Help on function X_predVal in module hoggorm.pca:

X_predVal(self)
    Returns a dictionary holding the predicted arrays Xhat from
    validation after each computed component. Dictionary key represents
    order of component.


In [35]:
# Get predicted scores for new measurements (objects) of X

# First pretend that we acquired new X data by using part of the existing data and overlaying some noise
import numpy.random as npr
new_data = data[0:4, :] + npr.rand(4, np.shape(data)[1])
np.shape(new_data)

# Now insert the new data into the existing model and compute scores for two components (numComp=2)
pred_scores = model.X_scores_predict(new_data, numComp=2)

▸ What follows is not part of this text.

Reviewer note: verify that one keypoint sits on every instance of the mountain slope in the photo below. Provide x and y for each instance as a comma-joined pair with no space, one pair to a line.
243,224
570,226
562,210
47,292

# Same as above, but results stored in a pandas dataframe with row names and column names
pred_scores_df = pd.DataFrame(model.X_scores_predict(new_data, numComp=2))
pred_scores_df.columns = ['PC{0}'.format(x) for x in range(2)]
pred_scores_df.index = ['new object {0}'.format(x) for x in range(np.shape(new_data)[0])]
pred_scores_df


Out[35]:
PC0 PC1
new object 0 -4.744123 2.509074
new object 1 -1.288585 -0.648013
new object 2 6.164501 2.848108
new object 3 3.978922 2.262806

In [36]:
help(ho.nipalsPCA.X_scores_predict)


Help on function X_scores_predict in module hoggorm.pca:

X_scores_predict(self, Xnew, numComp=None)
    Returns array of X scores from new X data using the exsisting model.
    Rows represent objects and columns represent components.